“So yes, Olave is that fast, and that play sparked a 17-0 third quarter for the Buckeyes and a 38-20 second half altogether.”
-Stephen Means, Cleveland.com
When considering the fact that Ohio State’s top-four receivers are not returning next year, it’s natural to start panicking a little, especially considering how good the passing game has looked this season. Then you remember that freshman who had two catches for two touchdowns AND a punt block Saturday against Michigan and you calm down.
Chris Olave came to Ohio State a three-star recruit from Mission Hills High School in California. Olave sat out his junior season, and, as a result, was not highly touted coming out of high school, but managed to get an offer from the Buckeyes. He has spent much of his freshman season behind a trio of career 1,000-yard receivers plus one more who is 10 yards off the mark. Three among that group are his captains. It was going to be a tough go to get time on the field as a receiver, but Olave proved he could handle it.
Before entering the game Saturday, he’d seen action as a receiver in four other matchups, including Maryland and Michigan State, recording five additional receptions for 94 yards and no touchdowns.
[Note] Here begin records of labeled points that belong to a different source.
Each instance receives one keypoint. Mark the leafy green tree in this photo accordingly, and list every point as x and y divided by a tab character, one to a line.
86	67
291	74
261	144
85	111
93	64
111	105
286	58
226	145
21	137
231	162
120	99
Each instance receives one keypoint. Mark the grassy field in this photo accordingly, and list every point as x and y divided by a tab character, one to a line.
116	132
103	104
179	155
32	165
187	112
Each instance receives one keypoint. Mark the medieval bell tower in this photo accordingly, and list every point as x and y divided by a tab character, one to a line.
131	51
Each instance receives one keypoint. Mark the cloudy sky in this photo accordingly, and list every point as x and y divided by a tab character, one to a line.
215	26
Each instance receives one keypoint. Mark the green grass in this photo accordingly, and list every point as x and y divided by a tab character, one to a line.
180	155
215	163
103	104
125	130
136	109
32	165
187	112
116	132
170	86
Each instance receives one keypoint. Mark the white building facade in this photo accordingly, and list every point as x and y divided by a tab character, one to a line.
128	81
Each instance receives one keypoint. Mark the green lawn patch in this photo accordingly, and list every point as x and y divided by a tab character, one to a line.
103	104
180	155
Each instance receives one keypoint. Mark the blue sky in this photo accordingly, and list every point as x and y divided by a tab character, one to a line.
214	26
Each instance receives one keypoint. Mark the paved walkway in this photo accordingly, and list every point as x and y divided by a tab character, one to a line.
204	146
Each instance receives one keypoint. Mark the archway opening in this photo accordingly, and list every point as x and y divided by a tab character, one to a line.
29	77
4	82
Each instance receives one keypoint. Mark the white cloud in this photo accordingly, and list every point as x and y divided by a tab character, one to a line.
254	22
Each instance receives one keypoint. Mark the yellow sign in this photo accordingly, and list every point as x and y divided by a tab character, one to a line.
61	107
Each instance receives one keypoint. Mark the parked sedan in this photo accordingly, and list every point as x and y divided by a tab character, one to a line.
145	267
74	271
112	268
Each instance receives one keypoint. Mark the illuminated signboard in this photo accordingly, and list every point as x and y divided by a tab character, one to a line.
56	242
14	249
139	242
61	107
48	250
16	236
Before he was considered for a role at wide out, however, Olave had to impress on special teams--something which became very obvious Saturday against the Wolverines with his epic play in the third quarter. Some estimates clocked Olave at 16.3 miles per hour on his rush to block the punt.
While the play was impressive in itself, it also helped to turn the tide in favor of Ohio State. The Buckeyes had dominated the first half but, at the time of the punt, were sitting on an eight-point lead late in the third. Olave’s block led to Sevyn Banks’ 33-yard touchdown, and kicked off a streak of 17 unanswered points for the Buckeyes, sealing the win over their rivals from the north.
“That’s a tough injury, and he’s done so much for this team and in his career here. It’s a tough loss for us, and we’ve got to regroup.”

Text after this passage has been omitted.